Alexander Kluge
Verbrechen. Gespräche mit Dr. Ulrike Sprenger, Prof. Dr. Joachim Kersten und Manfred Pichota.
Hg. v. Christian Schulte und Reinald Gußmann. Berlin: Vorwerk 8 2000. (= Facts & Fakes. Fernseh-Nachschriften; 1)
Facts & Fakes I
Man vergißt leicht, daß die Fixierung eines Sachverhalts (Tatsache, fact) ebenso auf Konvention beruht wie das Erfinden oder Erzählen (Fiktion, fake). Eine Welt voller Tatsachen setzt offene Horizonte voraus, wohin das Gefühl (die Hoffnung) sich flüchtet, das es unter den Tatsachen nicht aushält. Alle Sachlichkeit ist mit einem Horizont verknüpft, so wie bei Franz Kafka der Affe es an die Akademie berichtet: er spürt den Sog des Horizonts an seiner Ferse.
Die Mehrzahl der Horizonte unseres Planeten ist heute erschlossen. Die Abgrenzung zwischen facts und fakes wird deshalb unsicher. Zur Implosion hin, nach innen zu den Abgrenzungen hin, entsteht eine Zone, in der die Wirklichkeitscharaktere schwanken. Was ist, wenn wir Menschen zwischen zwei Universen oszillieren, ohne das zu merken, wenn dies die Dinge, die für die Quantenphysik gilt, doch offensichtlich tun: einen Moment sind sie wirklich, einen Moment unwirklich.

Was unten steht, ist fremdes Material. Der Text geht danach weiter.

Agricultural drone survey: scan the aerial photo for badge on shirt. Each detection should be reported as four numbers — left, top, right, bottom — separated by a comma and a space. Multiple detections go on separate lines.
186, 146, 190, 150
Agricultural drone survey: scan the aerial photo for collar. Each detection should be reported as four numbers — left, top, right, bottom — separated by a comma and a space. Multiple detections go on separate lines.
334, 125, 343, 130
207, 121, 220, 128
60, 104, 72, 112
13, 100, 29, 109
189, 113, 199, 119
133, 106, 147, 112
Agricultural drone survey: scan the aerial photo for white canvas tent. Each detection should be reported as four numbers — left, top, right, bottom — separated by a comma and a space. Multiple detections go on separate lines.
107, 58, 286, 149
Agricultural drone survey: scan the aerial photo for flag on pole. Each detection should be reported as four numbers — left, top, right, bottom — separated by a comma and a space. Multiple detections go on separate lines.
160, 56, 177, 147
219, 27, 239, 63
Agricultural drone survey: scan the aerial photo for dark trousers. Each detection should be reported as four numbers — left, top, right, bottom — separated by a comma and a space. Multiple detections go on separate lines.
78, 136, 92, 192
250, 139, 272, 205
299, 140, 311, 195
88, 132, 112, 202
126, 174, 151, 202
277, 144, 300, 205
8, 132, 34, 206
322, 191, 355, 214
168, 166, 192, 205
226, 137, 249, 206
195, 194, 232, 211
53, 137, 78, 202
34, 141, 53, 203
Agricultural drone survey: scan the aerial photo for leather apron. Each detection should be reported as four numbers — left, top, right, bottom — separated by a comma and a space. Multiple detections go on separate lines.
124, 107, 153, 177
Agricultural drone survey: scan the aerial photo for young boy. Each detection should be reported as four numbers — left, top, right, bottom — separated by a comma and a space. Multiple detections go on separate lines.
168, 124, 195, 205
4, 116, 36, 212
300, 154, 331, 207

Aus dieser Szenerie entsteht der Druck nach einer stärkeren Konfrontation von facts und fakes. Die verwaltungsmäßige Trennlinie (z.B. zwischen den Abteilungen Journalismus und Dichtkunst) stellt niemanden von uns Eingeschlossenen zufrieden. Wir wollen etwas Authentisches erfahren, auch wenn es von jemand erzählt wird, der dieses Authentische erfinden muß, wenn es stimmen soll. Und wir möchten auf dem Grund der Erzählung etwas finden, das echt ist, einen Partikel Wirklichkeit. Die Trennlinie zwischen wirklich und unwirklich hat den Wächter verloren. Deshalb, entweder facts & fakes treten gemeinsam auf, oder man hat beides nicht zur Verfügung: weder Tatsachen noch Erzählung.